They named one hundred dollars, and arranged that Van Bibber was to
have the dog back by eight o'clock, or just in time for dinner; for
Van Bibber said he wouldn't miss his dinner for all the dogs in the
two hemispheres, unless the dogs happened to be his own.

Van Bibber put on his great-coat and told the man to bring around the
dog-cart; then he filled his pockets with cigars and placed a flask of
brandy under the seat, and wrapped the robes around his knees.

"I feel just like a relief expedition to the North Pole. I think I
ought to have some lieutenants," he suggested.

"Well," cried one of the men, "suppose we make a pool and each chip in
fifty dollars, and the man who brings the dog back in time gets the
whole of it?"

"That bet of mine stands, doesn't it?" asked Van Bibber.

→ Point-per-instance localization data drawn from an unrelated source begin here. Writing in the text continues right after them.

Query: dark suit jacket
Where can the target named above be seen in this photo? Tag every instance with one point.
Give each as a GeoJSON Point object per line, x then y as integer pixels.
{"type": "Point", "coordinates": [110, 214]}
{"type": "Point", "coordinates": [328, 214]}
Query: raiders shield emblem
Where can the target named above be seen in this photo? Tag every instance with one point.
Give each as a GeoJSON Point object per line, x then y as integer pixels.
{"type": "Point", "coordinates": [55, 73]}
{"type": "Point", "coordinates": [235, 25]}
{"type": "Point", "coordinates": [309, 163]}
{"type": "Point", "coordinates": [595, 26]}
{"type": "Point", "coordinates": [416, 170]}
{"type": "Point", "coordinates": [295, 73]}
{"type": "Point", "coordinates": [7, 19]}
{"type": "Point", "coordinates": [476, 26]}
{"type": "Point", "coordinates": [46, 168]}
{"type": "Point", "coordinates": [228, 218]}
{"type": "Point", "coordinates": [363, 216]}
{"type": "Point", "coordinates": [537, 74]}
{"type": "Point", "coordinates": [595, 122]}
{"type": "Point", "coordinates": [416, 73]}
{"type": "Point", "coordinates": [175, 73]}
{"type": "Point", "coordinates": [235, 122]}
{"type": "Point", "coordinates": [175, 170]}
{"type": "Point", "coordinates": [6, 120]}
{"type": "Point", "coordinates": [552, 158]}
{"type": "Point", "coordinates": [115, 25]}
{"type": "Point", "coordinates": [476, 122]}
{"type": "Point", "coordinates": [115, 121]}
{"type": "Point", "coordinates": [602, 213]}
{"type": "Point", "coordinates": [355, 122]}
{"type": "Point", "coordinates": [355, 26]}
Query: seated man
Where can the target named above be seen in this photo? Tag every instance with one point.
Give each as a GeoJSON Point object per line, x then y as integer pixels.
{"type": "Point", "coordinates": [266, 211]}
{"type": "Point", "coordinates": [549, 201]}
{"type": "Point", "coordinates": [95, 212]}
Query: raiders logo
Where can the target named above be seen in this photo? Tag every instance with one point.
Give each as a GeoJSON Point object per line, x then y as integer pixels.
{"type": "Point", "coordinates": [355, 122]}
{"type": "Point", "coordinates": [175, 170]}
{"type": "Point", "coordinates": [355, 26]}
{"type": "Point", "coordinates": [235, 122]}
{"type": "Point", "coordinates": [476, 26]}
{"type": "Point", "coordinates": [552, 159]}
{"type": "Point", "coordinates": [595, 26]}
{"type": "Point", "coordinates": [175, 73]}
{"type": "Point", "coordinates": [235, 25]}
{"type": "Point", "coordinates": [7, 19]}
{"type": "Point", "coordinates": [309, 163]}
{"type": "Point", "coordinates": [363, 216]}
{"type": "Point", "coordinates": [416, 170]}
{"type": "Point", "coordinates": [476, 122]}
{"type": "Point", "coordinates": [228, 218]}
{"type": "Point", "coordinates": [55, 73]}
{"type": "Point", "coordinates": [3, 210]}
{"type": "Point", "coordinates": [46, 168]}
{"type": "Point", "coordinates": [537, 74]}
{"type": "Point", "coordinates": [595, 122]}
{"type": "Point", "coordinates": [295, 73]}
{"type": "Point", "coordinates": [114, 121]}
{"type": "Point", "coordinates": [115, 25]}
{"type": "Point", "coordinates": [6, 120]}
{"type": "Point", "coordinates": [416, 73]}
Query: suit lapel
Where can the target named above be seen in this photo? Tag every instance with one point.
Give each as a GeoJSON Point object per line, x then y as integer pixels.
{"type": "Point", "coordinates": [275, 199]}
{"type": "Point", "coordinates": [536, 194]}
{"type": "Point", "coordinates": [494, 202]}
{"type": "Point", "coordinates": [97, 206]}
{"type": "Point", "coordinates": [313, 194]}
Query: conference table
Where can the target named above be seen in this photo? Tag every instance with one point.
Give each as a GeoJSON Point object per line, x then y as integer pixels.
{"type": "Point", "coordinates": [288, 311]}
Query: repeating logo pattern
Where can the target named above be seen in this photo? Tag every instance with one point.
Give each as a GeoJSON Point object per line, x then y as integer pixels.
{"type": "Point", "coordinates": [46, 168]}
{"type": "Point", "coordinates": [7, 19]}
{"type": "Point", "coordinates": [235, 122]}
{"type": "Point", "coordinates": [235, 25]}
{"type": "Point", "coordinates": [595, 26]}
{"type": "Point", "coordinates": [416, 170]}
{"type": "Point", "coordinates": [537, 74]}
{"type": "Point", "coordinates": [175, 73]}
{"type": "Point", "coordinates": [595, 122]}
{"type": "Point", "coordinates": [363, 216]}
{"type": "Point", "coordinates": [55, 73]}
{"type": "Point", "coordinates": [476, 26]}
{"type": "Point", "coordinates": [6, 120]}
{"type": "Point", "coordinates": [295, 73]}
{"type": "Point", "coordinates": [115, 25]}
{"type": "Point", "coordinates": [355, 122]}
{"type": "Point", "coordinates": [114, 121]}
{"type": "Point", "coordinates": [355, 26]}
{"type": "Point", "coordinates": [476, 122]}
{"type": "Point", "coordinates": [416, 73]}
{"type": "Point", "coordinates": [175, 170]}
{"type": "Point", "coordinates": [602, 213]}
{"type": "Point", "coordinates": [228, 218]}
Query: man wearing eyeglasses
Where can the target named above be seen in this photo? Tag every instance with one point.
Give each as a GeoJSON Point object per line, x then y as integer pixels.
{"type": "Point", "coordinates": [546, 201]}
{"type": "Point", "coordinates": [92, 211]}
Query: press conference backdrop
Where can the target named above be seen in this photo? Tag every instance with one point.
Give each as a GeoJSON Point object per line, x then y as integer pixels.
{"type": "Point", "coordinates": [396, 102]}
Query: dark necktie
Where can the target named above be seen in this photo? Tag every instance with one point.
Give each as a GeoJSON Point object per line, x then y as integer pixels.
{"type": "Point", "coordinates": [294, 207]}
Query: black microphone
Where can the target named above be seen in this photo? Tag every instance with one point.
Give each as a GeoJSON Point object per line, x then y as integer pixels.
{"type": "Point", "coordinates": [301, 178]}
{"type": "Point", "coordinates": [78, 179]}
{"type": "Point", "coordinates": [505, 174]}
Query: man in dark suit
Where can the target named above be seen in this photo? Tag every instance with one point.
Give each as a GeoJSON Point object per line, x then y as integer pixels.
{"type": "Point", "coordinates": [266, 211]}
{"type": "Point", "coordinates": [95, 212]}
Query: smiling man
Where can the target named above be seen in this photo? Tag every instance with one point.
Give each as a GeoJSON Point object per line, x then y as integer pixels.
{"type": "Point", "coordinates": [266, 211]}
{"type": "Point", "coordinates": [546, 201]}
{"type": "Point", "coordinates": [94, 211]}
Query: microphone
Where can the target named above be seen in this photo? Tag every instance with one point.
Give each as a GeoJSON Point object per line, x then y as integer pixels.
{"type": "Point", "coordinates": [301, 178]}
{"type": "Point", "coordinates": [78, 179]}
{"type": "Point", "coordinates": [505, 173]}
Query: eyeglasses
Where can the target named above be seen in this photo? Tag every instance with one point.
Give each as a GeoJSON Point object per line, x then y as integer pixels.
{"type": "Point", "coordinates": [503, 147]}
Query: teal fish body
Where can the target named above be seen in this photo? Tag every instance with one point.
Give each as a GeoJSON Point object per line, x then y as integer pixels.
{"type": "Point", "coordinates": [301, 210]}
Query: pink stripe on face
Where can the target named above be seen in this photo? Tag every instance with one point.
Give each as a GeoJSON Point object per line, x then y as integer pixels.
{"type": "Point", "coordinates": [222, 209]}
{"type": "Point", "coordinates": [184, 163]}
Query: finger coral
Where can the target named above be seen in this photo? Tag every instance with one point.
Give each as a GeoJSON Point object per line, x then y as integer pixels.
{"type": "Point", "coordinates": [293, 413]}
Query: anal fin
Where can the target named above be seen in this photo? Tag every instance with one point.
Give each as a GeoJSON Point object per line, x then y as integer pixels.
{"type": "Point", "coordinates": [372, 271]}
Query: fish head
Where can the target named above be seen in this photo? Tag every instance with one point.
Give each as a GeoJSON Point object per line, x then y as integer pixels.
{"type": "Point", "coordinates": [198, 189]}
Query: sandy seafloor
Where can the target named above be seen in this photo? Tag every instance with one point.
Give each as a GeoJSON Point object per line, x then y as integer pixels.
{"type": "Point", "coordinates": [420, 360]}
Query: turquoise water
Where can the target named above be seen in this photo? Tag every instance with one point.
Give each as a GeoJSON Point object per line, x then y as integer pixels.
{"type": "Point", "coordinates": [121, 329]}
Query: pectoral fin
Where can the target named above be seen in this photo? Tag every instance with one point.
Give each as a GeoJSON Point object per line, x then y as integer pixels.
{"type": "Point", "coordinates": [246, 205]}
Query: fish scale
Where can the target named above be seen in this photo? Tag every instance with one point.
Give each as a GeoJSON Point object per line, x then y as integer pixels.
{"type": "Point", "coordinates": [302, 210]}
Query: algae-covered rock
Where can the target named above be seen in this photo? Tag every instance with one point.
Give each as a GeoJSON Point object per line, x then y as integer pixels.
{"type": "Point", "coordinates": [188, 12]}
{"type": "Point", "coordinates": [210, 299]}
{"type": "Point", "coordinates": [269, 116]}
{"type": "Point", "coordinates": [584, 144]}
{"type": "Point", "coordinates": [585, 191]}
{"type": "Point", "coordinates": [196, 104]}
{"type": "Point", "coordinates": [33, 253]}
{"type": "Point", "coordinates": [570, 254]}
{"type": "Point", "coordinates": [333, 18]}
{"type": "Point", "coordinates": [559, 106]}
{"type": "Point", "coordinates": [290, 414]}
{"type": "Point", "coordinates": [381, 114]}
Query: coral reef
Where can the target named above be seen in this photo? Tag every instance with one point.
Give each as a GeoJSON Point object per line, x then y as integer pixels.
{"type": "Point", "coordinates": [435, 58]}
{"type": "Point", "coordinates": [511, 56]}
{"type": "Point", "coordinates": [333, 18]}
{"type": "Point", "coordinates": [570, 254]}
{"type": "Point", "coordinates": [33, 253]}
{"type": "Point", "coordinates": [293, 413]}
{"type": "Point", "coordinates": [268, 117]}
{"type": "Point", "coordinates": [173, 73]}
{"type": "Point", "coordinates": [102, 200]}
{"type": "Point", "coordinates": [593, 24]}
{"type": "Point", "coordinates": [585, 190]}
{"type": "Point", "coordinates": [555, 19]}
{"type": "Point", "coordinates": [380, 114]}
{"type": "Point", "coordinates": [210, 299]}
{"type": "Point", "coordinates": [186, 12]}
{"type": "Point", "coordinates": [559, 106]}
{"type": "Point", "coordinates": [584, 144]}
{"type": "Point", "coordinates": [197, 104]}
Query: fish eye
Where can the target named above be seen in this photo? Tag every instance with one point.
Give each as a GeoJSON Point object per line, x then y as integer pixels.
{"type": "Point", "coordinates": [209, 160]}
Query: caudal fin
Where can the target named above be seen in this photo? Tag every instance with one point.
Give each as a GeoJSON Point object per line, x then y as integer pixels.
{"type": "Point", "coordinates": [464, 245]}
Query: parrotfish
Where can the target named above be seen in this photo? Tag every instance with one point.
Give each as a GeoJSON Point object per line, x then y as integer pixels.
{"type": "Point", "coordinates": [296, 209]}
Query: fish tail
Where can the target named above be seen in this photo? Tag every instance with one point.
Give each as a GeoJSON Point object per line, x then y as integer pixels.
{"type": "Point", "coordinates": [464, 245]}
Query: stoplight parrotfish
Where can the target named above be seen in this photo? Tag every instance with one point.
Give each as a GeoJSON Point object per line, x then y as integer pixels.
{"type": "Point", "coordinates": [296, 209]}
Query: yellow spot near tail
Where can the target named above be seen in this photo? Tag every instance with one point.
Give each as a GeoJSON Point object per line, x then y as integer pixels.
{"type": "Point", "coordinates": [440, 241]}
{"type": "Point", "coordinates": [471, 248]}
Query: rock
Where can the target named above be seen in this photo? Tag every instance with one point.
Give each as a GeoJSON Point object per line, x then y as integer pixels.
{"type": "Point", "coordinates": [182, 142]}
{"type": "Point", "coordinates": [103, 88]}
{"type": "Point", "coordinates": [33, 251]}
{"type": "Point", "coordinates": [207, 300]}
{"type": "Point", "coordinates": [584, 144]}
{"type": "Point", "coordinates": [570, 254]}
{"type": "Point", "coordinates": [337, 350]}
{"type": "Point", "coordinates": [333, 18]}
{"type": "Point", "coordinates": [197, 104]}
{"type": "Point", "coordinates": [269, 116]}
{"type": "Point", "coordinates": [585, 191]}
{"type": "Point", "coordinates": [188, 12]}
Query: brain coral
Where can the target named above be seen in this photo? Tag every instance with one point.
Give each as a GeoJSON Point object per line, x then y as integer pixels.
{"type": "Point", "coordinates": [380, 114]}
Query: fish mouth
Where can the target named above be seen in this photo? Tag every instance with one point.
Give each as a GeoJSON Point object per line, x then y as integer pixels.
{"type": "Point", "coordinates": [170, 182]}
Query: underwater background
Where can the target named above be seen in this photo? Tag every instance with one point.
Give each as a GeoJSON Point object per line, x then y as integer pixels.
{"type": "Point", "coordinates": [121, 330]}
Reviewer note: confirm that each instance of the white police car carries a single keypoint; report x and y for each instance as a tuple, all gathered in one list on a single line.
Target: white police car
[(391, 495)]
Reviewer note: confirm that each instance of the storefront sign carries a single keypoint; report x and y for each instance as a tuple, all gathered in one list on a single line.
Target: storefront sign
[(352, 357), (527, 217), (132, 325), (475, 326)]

The men said it did, and went off to put on their riding things, and
four horses were saddled and brought around from the stable. Each of
the four explorers was furnished with a long rope to tie to Duncan's
collar, and with which he was to be led back if they found him. They
were cheered ironically by the maidens they had deserted on
compulsion, and were smiled upon severally by Miss Arnett. Then they
separated and took different roads. It was snowing gently, and was
very cold. Van Bibber drove aimlessly ahead, looking to the right and
left and scanning each back yard and side street. Every now and then
he hailed some passing farm wagon and asked the driver if he had seen
a stray collie dog, but the answer was invariably in the negative. He
soon left the village in the rear, and plunged out over the downs. The
wind was bitter cold, and swept from the water with a chill that cut
through his clothes.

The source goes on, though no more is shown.